Point scale: No tumor Tumor diameter 0.1-1.4mm 1 1.5-2.4mm 2 2.5-3.4mm 3 3.5-4.4mm 4 4.5-5.4mm 5 >5.5mm 5 each compared with the control group (-100%) as a measure for antitumor efficacy. After treatment, the group mean lesion index reduction was used. This ED5 ° decreased mean lesion index or HCQ secretion by 50% compared to control. represents the dose given.

Orchid l□□llll&　PCT/EPa8101173-1--1 Shizuka-111 PCτ /ΣPea104173-11-^-maw”LPCT/EP88.’0117 3 International search report

Claims (10)

[Claims] 1. 4,9-dihydre for the production of medicaments for the treatment and prevention of bronchial diseases rho-3-methyl-4-[(4-methyl-1-piperazinyl)acetyl]-10H -thieno[3,4-b][1,5]benzodiazepine-10-one and its drugs Use of physically acceptable salts. 2. (+)-4,9 for manufacturing medicines for the treatment and prevention of bronchial diseases -dihydro-3-methyl-4-[(4-methyl-1-piperazinyl)acetyl] -10H-thieno[3,4-b][1,5]bennodiazepin-10-one and Use of pharmacologically acceptable salts. 3. 4,9-dihydro-3-methyl-4- for the treatment and prevention of bronchial diseases [(4-methyl-1-piperazinyl)acetyl]-10H-thieno[3,4-b ][1,5]benzodiazepine-10-one and its pharmacologically acceptable salts use. 4. (+)-4,9-dihydro-3-methylene for the treatment and prevention of bronchial diseases Ru-4-[(4-methyl-1-piperazinyl)acetyl]-10H-thieno[3 ,4-b][1,5]benzodiazepine-10-one and its pharmacologically acceptable Use of sexual salts. 5.4,9-dihydro-3-methyl-4-[(4-methyl-1-piperazinyl) Acetyl]-10H-thieno[3,4-b][1,5]benzodiazepine-10 Method for producing (+)- and (-)-conformers of -one (compounds of formula I) In Formula I: ▲ There are mathematical formulas, chemical formulas, tables, etc. ▼ (I) ▲ Mathematical formulas, chemical formulas, tables, etc.

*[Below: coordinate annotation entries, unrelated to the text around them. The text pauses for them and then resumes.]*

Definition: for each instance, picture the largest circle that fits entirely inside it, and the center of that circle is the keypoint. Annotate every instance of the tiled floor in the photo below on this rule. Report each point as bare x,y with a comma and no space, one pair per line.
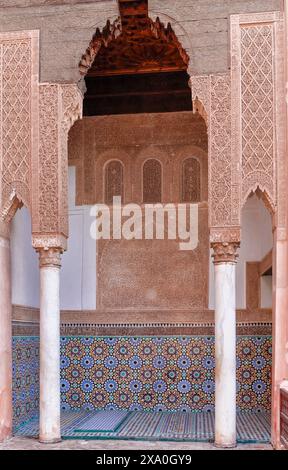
20,443
165,426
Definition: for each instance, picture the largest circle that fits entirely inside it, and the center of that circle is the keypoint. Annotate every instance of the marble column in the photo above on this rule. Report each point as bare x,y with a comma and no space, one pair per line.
225,256
5,335
50,263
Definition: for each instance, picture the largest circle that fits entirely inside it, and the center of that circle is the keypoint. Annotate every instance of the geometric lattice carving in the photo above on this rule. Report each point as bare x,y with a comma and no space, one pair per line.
191,180
59,107
212,99
220,189
257,108
48,159
16,90
113,181
152,181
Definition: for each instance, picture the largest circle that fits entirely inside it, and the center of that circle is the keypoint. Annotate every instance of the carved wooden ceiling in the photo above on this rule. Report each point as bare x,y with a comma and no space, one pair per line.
134,44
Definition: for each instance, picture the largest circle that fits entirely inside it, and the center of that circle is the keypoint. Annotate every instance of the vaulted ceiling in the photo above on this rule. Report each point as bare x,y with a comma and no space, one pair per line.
135,65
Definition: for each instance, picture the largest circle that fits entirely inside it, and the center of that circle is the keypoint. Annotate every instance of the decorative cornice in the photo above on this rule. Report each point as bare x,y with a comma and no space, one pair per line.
47,241
4,230
228,234
225,252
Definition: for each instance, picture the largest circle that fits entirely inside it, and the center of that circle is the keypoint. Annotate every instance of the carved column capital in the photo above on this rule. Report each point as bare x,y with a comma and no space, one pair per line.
50,258
225,252
4,230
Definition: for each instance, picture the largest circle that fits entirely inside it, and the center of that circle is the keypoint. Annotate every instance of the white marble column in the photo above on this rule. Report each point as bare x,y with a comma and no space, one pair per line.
225,343
50,263
5,335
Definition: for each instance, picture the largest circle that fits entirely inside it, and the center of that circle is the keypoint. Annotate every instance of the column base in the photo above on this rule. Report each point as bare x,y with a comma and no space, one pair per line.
50,441
225,446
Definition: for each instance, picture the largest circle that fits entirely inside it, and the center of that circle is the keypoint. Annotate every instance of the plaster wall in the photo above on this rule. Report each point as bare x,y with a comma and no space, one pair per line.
78,274
24,262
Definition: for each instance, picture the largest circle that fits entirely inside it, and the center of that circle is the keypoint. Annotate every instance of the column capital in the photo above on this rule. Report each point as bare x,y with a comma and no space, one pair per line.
225,252
230,234
50,258
46,241
4,230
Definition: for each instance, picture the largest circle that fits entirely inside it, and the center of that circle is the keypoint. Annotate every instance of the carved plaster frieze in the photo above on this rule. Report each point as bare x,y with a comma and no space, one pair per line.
227,234
47,241
225,252
50,258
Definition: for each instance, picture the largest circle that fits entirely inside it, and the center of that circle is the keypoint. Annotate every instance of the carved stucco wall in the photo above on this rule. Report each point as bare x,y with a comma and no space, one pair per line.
144,274
258,100
19,59
34,124
237,165
59,107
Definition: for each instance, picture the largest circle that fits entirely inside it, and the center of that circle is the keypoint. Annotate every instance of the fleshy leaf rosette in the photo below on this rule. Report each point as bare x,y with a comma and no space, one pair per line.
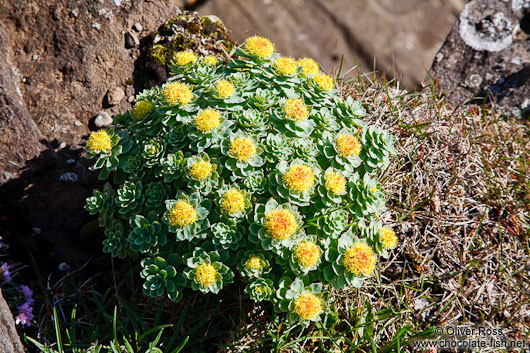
252,170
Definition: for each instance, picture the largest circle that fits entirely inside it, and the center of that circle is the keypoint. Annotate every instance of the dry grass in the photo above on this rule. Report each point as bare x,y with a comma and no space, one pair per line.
459,196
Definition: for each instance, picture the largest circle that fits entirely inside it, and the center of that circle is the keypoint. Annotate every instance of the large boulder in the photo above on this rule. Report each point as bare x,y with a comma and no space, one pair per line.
400,37
68,56
487,56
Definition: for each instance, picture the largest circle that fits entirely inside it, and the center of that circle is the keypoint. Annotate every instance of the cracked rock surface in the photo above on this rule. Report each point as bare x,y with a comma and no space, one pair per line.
403,36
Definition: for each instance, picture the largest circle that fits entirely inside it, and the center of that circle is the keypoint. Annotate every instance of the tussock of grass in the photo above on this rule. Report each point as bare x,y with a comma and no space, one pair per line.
459,197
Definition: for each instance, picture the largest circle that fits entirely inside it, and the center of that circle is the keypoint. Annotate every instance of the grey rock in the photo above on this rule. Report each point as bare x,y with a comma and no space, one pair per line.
103,119
131,40
9,340
20,137
115,95
486,56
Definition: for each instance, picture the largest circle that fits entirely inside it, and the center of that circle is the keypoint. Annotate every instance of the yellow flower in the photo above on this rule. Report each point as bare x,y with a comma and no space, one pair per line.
206,275
177,93
99,141
201,170
309,66
259,46
388,238
142,108
224,89
208,120
299,177
280,223
255,263
182,214
185,57
296,109
308,306
348,145
307,254
242,148
325,82
285,65
335,182
210,60
359,259
233,201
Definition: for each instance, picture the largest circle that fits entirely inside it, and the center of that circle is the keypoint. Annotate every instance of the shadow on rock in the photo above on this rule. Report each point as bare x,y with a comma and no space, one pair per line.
42,211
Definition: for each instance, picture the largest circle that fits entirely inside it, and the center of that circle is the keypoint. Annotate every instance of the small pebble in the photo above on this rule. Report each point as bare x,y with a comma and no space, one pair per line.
115,95
131,40
103,119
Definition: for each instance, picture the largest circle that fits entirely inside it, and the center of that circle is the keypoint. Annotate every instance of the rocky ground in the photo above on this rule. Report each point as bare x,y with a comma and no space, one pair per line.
400,37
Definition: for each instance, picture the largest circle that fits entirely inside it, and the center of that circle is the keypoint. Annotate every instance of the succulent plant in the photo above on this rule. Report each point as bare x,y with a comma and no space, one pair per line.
254,168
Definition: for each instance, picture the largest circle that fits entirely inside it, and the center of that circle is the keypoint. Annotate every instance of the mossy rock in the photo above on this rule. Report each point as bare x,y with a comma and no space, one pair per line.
205,35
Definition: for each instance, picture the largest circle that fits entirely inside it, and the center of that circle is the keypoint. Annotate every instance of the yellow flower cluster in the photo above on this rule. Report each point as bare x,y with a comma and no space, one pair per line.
280,224
388,238
242,148
335,182
285,65
308,306
182,214
359,259
259,46
177,93
255,263
348,145
307,254
309,66
208,120
99,141
233,201
324,82
224,89
299,177
185,57
210,60
205,275
142,108
201,170
296,109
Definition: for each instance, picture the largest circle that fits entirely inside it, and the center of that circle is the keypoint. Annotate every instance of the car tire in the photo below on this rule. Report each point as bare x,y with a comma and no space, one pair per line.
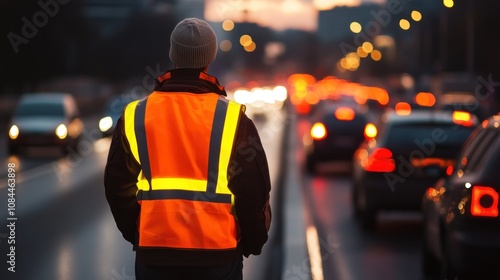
310,165
13,150
356,211
366,213
430,264
368,219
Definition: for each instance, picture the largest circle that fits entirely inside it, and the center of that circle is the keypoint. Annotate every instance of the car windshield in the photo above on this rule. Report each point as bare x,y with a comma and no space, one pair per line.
444,139
40,110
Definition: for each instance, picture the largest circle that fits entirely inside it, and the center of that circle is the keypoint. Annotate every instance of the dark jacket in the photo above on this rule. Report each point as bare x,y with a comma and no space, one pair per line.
248,181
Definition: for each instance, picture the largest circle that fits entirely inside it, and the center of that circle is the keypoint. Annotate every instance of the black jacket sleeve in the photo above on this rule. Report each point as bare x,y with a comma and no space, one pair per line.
120,179
250,183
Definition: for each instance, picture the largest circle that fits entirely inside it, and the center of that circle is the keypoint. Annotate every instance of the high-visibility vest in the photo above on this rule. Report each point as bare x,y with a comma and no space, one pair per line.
184,142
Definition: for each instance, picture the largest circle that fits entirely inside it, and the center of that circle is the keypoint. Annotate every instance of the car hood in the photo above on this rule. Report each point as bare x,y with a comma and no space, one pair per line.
41,124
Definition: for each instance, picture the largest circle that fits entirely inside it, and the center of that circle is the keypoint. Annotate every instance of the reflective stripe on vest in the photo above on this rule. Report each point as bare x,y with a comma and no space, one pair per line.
183,207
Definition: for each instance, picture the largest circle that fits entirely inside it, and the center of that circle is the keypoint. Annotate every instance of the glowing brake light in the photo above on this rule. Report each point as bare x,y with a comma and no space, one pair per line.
449,170
380,160
462,118
318,131
344,114
484,202
403,108
425,99
370,131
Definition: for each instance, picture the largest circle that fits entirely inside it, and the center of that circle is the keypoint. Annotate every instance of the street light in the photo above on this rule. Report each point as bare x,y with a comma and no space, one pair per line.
404,24
416,15
448,3
355,27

There is a conformer of the compound of formula II [wherein the configuration unit and X represents a leaving group] The diastereomeric mixture III thus obtained was separated and optically analyzed. Characterized by separating the conformational unit of Compound 1 from the pure diastereomer 4,9-dihydro-3-methyl-4-[(4-methyl-1-piperazinyl)acetate [chill]-10H-thieno[3,4-b][1,5]benzodiazepine-10-o A method for producing (+)- and (-)-conformers of 6. 6. The method according to claim 5, wherein R is an isopinocampheyloxymethyl group. 7. (+)-4,9-dihydro-3-methyl-4-[(4-methyl-1-pipera [dinyl)acetyl]-10H-thieno[3,4-b][1,5]benzodiazepi ion-10-one and its salts. 8. Intermediate of formula III according to claim 5 [wherein R represents the one according to claim 5] and its salt. 9. Intermediate of formula III according to claim 5 [wherein R represents the one according to claim 6] and its salt. 10. (+)-4,9-dihydro-3-methyl-4-[(4-methyl-1-pipe Radinyl)acetyl]-10H-thieno[3,4-b][1,5]benzodiaze Pin-10-one and/or a pharmacologically acceptable salt thereof.